At the end of the novel, Marian impulsively eats a woman-shaped cake she has baked and decorated. The cake is initially intended for Peter as a substitute for Marian’s body, which she accompanies with the accusation that he has been trying to “destroy” and “assimilate” her (344).
Disturbed, Peter refuses to eat it and complicates the neatness of Marian’s intended symbolism. Resultantly, Marian tries the cake and finds herself able to eat it. The narrative shifts back to Marian’s perspective and she conveys that her engagement to Peter is “all off” (350). By eating and therefore erasing her symbolic body, Marian can regain control over it, suggesting that rejecting the body is a way in which women can escape the confining clutches of the patriarchy. However, the reality to which Marian emerges is not vastly different from where she was at the start of the book.
She is still oppressed by the restrictive decisions faced by women in 1960s Toronto: to establish a career or to marry. It’s not exactly a satisfying ending, but I believe this is what makes the novel so powerful. Even after rejecting her body and reclaiming her identity, Marian remains helplessly (and realistically) enchained to a patriarchal system.

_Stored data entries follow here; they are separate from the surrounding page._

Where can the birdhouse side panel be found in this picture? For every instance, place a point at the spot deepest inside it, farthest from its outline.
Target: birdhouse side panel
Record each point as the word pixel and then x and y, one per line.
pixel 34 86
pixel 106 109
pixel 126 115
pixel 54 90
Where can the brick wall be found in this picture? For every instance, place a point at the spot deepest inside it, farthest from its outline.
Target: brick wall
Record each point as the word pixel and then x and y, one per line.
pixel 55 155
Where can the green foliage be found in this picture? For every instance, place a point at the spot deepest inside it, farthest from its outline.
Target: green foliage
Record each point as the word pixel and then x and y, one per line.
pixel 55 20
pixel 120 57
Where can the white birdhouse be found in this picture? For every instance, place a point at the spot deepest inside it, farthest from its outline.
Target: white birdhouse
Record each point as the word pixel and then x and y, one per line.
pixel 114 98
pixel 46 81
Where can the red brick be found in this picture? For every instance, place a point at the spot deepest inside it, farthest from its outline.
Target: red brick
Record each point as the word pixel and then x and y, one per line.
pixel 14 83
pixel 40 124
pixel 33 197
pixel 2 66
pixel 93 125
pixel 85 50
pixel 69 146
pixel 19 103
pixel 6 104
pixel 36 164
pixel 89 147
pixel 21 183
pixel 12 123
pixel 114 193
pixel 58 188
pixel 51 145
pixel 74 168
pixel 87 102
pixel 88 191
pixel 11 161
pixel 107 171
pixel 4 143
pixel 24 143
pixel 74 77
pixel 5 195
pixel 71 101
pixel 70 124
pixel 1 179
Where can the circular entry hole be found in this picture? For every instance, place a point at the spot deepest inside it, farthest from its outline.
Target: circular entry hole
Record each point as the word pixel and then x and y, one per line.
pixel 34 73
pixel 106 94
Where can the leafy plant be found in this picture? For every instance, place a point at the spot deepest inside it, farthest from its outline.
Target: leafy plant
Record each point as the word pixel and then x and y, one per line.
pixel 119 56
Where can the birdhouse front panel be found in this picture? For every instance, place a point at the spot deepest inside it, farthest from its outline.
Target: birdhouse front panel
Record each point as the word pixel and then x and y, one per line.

Although the reality of the 1960s is not the same reality we are accustomed to today, the female body is still sexualised, dictated, and brutalised. The manosphere increases in toxicity and continues to grow. Specifically, at the time of writing Men Who Hate Women, Laura Bates describes how one popular incel website has over 350,000 threads with over 3 million posts (36) and how a horrifying 51 murders have been committed by men with links to misogynistic online communities (48).
It is important to acknowledge that the manosphere is predominantly representative of the western world. This is most likely due to its ties to white supremacy and replacement theory: where a privileged group (white men) are led to believe that they are being discriminated against by the group who are really facing prejudice. This group is then portrayed as the oppressors. As society becomes more left leaning, diversification is perceived by privileged groups as a conspired attempt to make them a minority, to which they react with anger and frustration (22).
Sources:
- Atwood, M. 2009. The Edible Woman. London: Virago Press.
- Bates, Laura. 2020. Men Who Hate Women: The Extremism Nobody is Talking About. London: Simon & Schuster UK Ltd.
- A special thank you to my sister Polly for all her knowledge and help!